Corporations contributing to climate change
Executive summary
Corporations account for a large and disproportionate share of greenhouse‑gas emissions: a report cited by NRDC attributes 71% of industrial emissions since modern recognition of human‑caused climate change to 100 energy companies [1]. Corporations also play mixed roles — many set science‑based targets and invest in clean tech while others weaken or misreport commitments and lobby politically to delay regulation [2] [3] [4] [5] [6].
1. Who the big corporate emitters are — concentrated power, concentrated responsibility
Energy firms dominate historic industrial emissions: a study referenced by NRDC finds 100 energy companies responsible for roughly 71% of industrial emissions since the scientific consensus emerged [1]. Wealthy fossil‑fuel corporations and major industrial groups are repeatedly singled out by NGOs like Oxfam for “recklessly extracting” fossil fuels and driving the climate crisis [7]. Academic reviews likewise show that corporations remain central agents in the expansion of fossil energy and greenhouse‑gas emissions [6].
2. Corporate claims vs. independent assessment — progress, puffery, and backsliding
Many global companies have public net‑zero and renewable goals, and organizations such as the Science Based Targets initiative (SBTi) are working to validate corporate targets [3] [2]. Yet independent analyses find systematic problems: a New Climate Institute‑style critique reported widespread exaggeration or misreporting by leading firms, and a 2025 Bloomberg investigation documented numerous companies weakening or abandoning climate pledges [5] [4]. The result is a landscape of real investments alongside inconsistent integrity and shrinking ambition in some quarters [2] [4].
3. The accounting problem — Scopes, baselines and what companies choose to count
Corporate emissions reporting often omits the biggest sources under “Scope 3” accounting. NRDC highlights that some corporate targets cover only Scope 1 and 2 emissions — sometimes a tiny slice of total corporate footprints — so a headline “50% reduction” can translate into negligible absolute reductions when upstream and product‑use emissions are excluded [1]. This technical choice drives debates over whether corporate commitments actually reduce atmospheric emissions or merely reframe them.
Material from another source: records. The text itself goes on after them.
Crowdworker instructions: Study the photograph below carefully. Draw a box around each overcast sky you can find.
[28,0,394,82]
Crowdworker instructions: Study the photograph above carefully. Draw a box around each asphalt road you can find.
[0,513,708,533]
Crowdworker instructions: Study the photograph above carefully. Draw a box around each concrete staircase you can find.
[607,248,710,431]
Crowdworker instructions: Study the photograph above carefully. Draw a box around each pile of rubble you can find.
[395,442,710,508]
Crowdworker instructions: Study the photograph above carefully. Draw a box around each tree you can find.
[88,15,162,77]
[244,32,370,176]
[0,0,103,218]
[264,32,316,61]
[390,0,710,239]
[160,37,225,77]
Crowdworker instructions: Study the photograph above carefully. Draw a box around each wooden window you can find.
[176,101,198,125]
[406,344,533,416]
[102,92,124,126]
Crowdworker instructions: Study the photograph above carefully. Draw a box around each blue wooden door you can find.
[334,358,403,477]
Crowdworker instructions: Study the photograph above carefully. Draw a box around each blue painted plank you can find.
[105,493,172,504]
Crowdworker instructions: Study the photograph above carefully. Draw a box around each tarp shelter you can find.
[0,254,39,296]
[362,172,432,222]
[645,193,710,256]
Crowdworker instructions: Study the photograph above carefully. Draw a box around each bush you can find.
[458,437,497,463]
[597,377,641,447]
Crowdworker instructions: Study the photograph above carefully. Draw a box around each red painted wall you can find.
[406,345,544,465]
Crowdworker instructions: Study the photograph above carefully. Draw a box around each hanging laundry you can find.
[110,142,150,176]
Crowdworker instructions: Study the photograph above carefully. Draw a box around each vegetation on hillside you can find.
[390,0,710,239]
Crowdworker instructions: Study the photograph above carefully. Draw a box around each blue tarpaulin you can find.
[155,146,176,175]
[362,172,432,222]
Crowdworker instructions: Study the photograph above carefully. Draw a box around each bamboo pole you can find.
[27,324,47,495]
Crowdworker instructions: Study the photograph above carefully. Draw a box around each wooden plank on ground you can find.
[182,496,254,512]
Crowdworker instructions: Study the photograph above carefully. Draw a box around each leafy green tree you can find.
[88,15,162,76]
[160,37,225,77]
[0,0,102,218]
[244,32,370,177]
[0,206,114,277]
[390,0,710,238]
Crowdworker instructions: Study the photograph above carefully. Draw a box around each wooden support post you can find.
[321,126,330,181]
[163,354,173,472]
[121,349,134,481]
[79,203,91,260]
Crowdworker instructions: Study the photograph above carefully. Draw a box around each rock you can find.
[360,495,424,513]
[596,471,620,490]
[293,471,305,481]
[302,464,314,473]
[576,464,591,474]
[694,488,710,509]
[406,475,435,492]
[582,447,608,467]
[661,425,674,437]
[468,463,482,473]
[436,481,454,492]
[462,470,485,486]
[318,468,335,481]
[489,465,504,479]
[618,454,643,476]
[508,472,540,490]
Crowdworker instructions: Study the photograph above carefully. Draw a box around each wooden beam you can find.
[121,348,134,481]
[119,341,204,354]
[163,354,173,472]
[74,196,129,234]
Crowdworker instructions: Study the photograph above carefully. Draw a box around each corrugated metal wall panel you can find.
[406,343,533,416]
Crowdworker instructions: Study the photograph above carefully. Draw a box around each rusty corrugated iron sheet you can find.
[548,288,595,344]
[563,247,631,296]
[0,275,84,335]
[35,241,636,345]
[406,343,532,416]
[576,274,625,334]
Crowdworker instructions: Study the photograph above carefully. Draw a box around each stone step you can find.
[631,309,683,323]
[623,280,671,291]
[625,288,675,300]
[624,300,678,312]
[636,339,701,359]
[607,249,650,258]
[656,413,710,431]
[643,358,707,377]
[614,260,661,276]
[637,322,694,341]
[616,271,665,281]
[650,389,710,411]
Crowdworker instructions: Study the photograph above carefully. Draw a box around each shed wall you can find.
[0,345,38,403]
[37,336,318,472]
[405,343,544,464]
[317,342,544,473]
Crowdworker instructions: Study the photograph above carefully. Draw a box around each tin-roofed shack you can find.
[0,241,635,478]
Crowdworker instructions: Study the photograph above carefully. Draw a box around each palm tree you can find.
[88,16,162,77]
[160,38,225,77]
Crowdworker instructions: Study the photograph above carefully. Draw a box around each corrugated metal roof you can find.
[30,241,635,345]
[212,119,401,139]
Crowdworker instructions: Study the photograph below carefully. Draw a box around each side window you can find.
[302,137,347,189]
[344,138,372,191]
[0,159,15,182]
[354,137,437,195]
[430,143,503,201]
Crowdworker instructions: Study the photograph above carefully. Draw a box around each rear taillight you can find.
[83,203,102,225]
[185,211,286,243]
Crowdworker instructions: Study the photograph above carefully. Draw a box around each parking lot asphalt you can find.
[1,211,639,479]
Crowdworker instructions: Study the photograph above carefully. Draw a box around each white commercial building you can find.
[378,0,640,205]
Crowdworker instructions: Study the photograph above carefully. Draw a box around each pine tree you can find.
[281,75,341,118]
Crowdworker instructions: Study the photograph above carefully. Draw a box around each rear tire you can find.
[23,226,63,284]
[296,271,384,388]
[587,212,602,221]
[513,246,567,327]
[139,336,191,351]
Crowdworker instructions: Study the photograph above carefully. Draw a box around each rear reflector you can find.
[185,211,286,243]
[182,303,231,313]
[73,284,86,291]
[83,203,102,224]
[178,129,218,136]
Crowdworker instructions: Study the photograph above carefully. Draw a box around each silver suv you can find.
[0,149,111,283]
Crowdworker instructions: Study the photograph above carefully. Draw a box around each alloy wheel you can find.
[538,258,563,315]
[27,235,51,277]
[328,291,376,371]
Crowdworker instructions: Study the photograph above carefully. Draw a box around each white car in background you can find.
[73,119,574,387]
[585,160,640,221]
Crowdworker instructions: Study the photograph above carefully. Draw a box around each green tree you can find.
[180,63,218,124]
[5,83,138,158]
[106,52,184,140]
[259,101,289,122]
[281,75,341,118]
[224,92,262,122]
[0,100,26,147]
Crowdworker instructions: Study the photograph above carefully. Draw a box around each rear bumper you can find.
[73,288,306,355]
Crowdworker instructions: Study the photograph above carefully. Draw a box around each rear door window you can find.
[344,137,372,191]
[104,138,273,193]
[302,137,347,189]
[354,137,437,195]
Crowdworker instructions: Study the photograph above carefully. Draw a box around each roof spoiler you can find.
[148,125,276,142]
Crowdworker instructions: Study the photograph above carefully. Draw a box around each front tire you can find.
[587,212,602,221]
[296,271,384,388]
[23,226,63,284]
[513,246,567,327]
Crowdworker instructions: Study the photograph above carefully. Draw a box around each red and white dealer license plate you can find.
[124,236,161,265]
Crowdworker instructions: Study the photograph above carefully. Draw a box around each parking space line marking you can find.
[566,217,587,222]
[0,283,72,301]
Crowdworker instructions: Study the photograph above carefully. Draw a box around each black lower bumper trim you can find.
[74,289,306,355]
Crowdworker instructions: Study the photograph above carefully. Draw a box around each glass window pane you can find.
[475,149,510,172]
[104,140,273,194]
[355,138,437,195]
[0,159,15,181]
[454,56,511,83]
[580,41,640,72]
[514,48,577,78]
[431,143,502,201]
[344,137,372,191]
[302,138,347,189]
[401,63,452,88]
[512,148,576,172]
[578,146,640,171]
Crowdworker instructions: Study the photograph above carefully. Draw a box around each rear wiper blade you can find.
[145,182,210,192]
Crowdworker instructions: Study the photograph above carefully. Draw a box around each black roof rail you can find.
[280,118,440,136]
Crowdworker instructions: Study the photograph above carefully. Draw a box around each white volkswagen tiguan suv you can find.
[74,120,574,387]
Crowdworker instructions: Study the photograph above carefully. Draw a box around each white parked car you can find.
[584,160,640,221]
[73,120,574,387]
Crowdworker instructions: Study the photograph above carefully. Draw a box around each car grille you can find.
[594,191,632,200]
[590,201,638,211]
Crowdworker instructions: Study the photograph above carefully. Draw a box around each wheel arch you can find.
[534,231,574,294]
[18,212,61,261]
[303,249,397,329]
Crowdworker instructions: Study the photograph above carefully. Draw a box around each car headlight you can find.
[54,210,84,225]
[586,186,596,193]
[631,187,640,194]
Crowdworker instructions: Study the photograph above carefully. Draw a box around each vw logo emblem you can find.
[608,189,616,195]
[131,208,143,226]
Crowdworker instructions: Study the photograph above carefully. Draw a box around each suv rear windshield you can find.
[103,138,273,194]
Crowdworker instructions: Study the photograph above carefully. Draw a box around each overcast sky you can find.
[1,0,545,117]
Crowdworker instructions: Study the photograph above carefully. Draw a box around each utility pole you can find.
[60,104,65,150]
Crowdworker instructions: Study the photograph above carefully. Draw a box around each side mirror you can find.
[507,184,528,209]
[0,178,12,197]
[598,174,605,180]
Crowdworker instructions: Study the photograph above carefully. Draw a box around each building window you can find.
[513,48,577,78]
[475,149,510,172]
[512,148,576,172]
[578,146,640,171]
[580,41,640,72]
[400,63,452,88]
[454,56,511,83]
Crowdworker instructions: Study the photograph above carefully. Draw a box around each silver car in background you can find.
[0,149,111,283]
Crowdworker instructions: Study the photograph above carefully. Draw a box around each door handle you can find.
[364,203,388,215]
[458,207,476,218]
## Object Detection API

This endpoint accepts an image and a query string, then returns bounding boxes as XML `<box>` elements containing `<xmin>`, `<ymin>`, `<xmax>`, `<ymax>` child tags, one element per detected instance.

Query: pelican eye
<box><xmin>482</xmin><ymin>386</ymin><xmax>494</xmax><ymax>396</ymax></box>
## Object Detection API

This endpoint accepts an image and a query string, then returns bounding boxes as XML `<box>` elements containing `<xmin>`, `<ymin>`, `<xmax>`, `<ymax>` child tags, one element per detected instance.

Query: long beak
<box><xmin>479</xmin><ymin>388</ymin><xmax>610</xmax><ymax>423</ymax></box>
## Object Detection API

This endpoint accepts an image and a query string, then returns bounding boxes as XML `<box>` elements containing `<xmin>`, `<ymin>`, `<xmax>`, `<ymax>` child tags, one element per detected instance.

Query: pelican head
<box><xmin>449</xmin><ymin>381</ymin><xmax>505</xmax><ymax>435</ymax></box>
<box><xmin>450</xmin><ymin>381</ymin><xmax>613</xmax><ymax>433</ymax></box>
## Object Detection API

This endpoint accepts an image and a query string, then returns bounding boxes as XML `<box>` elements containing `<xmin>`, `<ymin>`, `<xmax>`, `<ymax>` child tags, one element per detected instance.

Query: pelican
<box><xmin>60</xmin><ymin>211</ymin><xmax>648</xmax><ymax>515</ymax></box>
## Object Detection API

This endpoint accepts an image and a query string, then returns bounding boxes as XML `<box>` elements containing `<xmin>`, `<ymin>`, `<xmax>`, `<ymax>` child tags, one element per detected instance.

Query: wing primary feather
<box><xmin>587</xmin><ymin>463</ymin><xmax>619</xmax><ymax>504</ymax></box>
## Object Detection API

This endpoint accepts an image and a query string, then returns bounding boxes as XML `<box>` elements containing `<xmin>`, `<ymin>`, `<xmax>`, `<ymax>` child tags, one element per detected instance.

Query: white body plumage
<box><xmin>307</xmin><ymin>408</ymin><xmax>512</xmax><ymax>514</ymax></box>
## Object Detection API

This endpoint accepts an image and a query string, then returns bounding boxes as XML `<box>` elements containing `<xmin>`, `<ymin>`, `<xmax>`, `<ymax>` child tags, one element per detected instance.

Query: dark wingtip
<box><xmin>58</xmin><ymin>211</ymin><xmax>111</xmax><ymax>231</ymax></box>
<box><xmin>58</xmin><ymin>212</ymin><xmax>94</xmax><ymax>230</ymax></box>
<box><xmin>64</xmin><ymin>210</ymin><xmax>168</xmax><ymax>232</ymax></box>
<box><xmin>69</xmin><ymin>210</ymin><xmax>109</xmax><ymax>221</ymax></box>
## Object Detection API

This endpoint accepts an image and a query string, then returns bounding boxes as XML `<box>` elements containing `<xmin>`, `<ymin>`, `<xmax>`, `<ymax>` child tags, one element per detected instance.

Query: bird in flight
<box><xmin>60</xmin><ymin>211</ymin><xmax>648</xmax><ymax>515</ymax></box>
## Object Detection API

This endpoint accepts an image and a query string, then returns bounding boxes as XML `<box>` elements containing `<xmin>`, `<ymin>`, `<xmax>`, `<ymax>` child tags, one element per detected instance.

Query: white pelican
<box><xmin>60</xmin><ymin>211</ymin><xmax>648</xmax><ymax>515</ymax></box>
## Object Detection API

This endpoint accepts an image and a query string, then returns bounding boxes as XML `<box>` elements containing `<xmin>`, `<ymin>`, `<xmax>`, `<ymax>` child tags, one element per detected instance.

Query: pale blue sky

4. Private governance and market drivers — why companies act even when governments wobble
Corporations don’t operate only as polluters; many make strategic investments in renewables and climate tech because of markets, risk management and shareholder pressure. RMI and other analyses document rapid growth in corporate climate commitments and increasing regulatory disclosure rules in places like the UK and EU that push firms toward transparency [2]. Surveys of CFOs and industry reports also show companies planning sustainability investments despite federal policy rollbacks in some countries [8] [2].
5. Political activity — lobbying, influence campaigns and manufactured doubt
Historical and contemporary reporting shows that some fossil‑fuel firms invested in delaying climate policy and shaping public debate. Manchester University’s overview cites Exxon’s long record of internal knowledge and external resistance to regulation, and op‑eds and NGO pieces warn of billions spent to manufacture political divides [9] [10]. These political strategies matter because corporate influence can slow regulatory action even as companies tout voluntary measures.
6. What accountability looks like — standards, disclosure and civil pressure
Accountability is emerging through multiple channels: independent validators like SBTi, mandatory disclosures under UK and EU regimes, NGO watchdogs and media investigations that expose backsliding [3] [2] [5] [4]. Public opinion also matters — polls show majorities expect companies to act and support mandated reporting [11]. Yet the effectiveness of these mechanisms depends on rigorous standards (including Scope 3 coverage) and enforcement, areas where reporting indicates uneven progress [2] [1].
7. Competing narratives — profit motive, reputational risk, and genuine transition
There are two concurrent realities in the sources: one where corporations invest heavily in clean tech and renewables because it’s profitable or reduces risk [12] [8], and another where firms weaken commitments, misreport progress, or lobby to prevent regulation [4] [5] [9]. NGOs frame corporate action as insufficient and morally culpable [7] [1], while industry proponents and some analysts emphasize market forces and disclosure as the path forward [3] [2].
8. Bottom line and limitations of available reporting
Available reporting shows corporations are both primary drivers of emissions and essential actors for mitigation — responsible for concentrated historical emissions yet simultaneously mobilizing capital into renewables and climate tech [1] [12] [6]. Sources do not provide a single definitive tally of current corporate contribution to total global emissions or a complete inventory of which firms are improving versus backsliding in real time; those granular, up‑to‑date figures are not found in the current materials provided here (not found in current reporting).